To the Government of Uganda

  • Publicly acknowledge and condemn human rights violations committed by government forces in the course of forced disarmament operations in Karamoja.

  • End impunity for human rights violations committed by soldiers of the Uganda Peoples’ Defence Forces (UPDF) and its auxiliary forces during cordon and search operations. Promptly, impartially, and transparently investigate and discipline or prosecute as appropriate all allegations of human rights violations, including unlawful killings, arbitrary arrests and detention, torture and other cruel, inhuman, or degrading treatment, and destruction of property. 

  • Expedite reforms in cordon and search operations procedures to ensure their compliance with international human rights law. Review in particular their compliance with protections against arbitrary search, arrest, and detention, and, to the extent such protections are not extended under Ugandan law to UPDF-conducted law enforcement operations, amend Ugandan law accordingly.

  • Compensate victims of unlawful killings, torture and ill-treatment, arbitrary detention, and looting by government forces adequately and speedily.

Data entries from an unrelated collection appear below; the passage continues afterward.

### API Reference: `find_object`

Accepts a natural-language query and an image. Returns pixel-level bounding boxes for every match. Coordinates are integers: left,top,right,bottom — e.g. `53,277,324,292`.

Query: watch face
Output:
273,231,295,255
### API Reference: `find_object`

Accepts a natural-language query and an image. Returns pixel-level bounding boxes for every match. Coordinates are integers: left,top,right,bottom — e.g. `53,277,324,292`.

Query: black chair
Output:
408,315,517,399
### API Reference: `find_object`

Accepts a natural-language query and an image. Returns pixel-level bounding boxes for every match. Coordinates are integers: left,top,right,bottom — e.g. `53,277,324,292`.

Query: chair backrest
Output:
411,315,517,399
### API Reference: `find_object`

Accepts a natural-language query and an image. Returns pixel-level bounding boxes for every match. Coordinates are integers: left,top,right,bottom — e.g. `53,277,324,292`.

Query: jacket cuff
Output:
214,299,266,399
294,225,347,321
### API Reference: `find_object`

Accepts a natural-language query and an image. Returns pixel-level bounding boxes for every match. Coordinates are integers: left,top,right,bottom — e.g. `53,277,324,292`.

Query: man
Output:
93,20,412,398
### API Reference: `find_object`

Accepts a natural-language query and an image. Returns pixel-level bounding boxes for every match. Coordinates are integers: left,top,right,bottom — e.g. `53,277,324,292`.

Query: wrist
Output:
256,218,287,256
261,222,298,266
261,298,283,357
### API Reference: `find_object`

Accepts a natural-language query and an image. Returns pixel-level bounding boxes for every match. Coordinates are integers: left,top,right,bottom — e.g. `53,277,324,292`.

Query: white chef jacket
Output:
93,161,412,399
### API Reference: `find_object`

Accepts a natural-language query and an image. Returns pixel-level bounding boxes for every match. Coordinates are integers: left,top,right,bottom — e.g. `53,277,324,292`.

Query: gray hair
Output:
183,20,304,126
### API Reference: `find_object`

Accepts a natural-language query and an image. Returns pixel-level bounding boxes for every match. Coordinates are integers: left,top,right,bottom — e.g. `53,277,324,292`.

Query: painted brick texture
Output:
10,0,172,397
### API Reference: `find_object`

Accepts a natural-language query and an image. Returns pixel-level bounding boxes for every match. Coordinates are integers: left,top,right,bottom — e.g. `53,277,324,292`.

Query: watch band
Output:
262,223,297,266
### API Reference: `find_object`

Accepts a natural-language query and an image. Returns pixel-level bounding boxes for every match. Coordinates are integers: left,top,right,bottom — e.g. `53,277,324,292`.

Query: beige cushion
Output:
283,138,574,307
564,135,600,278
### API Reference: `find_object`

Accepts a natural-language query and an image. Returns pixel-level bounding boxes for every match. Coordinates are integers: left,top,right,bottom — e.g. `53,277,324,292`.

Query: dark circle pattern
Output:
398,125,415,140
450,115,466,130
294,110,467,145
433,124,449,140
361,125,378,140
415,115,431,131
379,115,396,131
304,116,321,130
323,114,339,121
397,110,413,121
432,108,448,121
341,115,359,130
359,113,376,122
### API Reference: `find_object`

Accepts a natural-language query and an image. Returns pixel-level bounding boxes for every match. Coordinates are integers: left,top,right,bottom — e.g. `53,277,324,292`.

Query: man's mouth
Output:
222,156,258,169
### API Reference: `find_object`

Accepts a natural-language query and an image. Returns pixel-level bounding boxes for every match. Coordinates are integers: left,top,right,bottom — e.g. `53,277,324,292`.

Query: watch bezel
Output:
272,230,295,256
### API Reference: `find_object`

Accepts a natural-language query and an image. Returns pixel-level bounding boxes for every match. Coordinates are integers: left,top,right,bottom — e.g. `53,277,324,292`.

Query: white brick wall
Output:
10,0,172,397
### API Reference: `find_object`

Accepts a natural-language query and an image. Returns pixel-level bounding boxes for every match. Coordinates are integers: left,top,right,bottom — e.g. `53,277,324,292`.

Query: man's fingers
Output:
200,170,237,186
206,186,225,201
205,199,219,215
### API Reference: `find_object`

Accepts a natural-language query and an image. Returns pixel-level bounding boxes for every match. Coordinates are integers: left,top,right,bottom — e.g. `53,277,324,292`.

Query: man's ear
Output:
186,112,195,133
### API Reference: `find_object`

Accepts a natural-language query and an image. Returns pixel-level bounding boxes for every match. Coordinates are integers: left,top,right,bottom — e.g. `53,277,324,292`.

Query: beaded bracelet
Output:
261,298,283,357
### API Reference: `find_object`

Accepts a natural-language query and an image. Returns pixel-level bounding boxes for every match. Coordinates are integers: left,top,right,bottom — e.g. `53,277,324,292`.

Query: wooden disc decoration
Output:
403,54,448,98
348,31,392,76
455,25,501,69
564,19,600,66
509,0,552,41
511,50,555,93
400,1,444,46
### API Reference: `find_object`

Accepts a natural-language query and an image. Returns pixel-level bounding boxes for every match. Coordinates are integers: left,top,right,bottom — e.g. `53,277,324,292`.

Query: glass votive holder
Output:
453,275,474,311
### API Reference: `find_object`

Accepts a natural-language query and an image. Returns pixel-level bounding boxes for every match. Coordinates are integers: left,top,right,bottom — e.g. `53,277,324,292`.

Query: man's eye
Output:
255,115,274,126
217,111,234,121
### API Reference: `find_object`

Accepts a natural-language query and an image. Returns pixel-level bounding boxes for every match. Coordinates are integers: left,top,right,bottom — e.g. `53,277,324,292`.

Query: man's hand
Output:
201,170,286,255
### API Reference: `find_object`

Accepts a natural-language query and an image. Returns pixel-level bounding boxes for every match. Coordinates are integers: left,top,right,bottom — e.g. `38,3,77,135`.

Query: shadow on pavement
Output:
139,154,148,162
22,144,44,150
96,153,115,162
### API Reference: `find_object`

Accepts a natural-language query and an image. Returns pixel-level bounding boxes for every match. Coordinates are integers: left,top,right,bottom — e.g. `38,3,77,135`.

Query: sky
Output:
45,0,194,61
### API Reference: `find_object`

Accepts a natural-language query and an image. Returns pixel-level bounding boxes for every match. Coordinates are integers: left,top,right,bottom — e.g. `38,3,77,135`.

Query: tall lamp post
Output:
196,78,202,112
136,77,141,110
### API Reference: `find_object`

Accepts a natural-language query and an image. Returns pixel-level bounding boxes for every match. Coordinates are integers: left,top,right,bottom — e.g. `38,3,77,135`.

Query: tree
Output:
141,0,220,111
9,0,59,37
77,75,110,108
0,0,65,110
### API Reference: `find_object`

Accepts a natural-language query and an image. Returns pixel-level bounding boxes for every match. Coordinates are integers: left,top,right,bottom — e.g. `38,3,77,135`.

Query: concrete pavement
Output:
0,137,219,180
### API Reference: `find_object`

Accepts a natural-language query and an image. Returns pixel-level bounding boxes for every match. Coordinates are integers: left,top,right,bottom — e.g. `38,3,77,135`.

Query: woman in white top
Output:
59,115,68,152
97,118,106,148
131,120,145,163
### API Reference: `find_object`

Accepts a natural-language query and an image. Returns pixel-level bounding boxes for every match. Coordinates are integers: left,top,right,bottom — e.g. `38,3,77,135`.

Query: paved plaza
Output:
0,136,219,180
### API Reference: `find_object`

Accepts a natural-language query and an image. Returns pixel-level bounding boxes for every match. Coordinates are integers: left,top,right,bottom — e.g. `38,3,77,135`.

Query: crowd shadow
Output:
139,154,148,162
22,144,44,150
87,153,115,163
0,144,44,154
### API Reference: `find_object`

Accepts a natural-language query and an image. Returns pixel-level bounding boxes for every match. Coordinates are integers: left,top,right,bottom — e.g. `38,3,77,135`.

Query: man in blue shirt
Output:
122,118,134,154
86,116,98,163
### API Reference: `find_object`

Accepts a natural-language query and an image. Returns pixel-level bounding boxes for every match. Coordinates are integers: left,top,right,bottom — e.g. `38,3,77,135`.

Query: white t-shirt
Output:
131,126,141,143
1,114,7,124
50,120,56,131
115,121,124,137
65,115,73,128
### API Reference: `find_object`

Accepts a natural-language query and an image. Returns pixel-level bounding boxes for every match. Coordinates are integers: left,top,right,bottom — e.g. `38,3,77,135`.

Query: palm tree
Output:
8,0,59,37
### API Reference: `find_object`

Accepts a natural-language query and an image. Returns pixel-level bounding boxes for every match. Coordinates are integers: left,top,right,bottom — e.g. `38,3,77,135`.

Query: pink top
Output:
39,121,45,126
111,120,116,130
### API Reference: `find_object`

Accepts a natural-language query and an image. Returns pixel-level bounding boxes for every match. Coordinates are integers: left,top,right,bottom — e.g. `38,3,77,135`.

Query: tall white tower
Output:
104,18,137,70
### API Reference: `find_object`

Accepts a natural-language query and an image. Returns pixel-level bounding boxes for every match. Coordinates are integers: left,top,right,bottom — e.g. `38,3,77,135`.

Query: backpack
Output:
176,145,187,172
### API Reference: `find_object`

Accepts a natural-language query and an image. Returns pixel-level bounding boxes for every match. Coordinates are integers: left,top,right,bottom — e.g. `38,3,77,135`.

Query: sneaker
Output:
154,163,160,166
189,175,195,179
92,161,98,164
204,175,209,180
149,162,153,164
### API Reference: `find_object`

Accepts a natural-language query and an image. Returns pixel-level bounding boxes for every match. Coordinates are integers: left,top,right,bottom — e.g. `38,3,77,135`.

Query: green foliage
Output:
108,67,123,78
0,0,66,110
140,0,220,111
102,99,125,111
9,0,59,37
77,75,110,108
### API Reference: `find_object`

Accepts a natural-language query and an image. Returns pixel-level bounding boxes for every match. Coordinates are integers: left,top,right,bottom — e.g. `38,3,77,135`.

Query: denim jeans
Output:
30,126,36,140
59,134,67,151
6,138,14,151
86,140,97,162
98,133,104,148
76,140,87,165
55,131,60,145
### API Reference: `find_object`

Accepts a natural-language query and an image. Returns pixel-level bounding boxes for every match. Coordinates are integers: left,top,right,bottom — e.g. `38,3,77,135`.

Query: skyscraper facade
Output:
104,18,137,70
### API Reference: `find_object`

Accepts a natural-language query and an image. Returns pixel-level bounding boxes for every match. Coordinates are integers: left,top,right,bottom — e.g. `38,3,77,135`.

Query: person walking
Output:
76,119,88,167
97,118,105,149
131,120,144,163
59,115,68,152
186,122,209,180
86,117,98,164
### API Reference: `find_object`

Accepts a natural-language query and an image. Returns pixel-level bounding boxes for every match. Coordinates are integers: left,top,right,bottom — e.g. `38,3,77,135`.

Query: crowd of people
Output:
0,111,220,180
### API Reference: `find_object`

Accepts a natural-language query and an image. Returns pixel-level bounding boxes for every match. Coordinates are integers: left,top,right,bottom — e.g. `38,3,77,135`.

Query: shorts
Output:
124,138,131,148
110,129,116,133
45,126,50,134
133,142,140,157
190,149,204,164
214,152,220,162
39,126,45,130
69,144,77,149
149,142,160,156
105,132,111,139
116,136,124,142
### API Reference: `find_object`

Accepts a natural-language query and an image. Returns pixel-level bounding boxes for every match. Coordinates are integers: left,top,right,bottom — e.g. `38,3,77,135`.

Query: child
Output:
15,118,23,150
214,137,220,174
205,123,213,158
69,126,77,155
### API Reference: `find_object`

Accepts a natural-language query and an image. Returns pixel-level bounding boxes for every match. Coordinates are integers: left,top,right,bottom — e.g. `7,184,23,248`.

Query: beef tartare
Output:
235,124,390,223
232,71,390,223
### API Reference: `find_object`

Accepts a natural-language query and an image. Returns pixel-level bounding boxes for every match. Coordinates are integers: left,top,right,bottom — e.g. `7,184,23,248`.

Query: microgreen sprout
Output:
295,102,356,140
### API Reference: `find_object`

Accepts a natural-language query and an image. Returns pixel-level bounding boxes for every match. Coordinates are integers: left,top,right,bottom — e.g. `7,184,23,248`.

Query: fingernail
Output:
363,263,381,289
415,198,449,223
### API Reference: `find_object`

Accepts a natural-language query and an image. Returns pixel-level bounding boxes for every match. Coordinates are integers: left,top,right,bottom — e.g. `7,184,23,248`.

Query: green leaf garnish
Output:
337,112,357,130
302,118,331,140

  • Convene a commission of independent experts on pastoralist livelihoods, arms control, and human rights to examine the relationship between livelihoods, conflict resolution, and arms proliferation in Karamoja. The commission, drawing on the existing Karamoja Integrated Disarmament and Development Programme (KIDDP) draft, and guided by a prioritization of human rights, should recommend revisions to KIDDP and coordination with other existing government policies, including the National Action Plan on Arms Management and Disarmament. The commission should seek the input of relevant government ministries, the Uganda Human Rights Commission, the National Focal Point on Small Arms and Light Weapons (NFP), and local elected officials, traditional leaders, and civil society representatives from Karamoja.

  • To Donor Countries and International Development Partners

  • Call on the Ugandan government to expedite reforms to cordon and search operations procedures to ensure the legality of these operations, and to investigate and prosecute human rights violations by its forces. 

  • Condition support for the Karamoja Integrated Disarmament and Development Programme (KIDDP) or any policy with a disarmament component on the compatibility of any such disarmament operations with the Ugandan government’s human rights obligations under national and international law. 

  • To the United Nations Country Team

  • Continue, through the leadership of the UN Office of the High Commissioner for Human Rights, to closely monitor the Ugandan government’s compliance with national and international human rights standards in its policies addressed to the Karamoja region, including disarmament.  

  • Increase, where possible, the activities of appropriate UN agencies in Karamoja to bolster human rights, humanitarian assistance, and civilian protection.

  • Detailed recommendations are given in Chapter VII.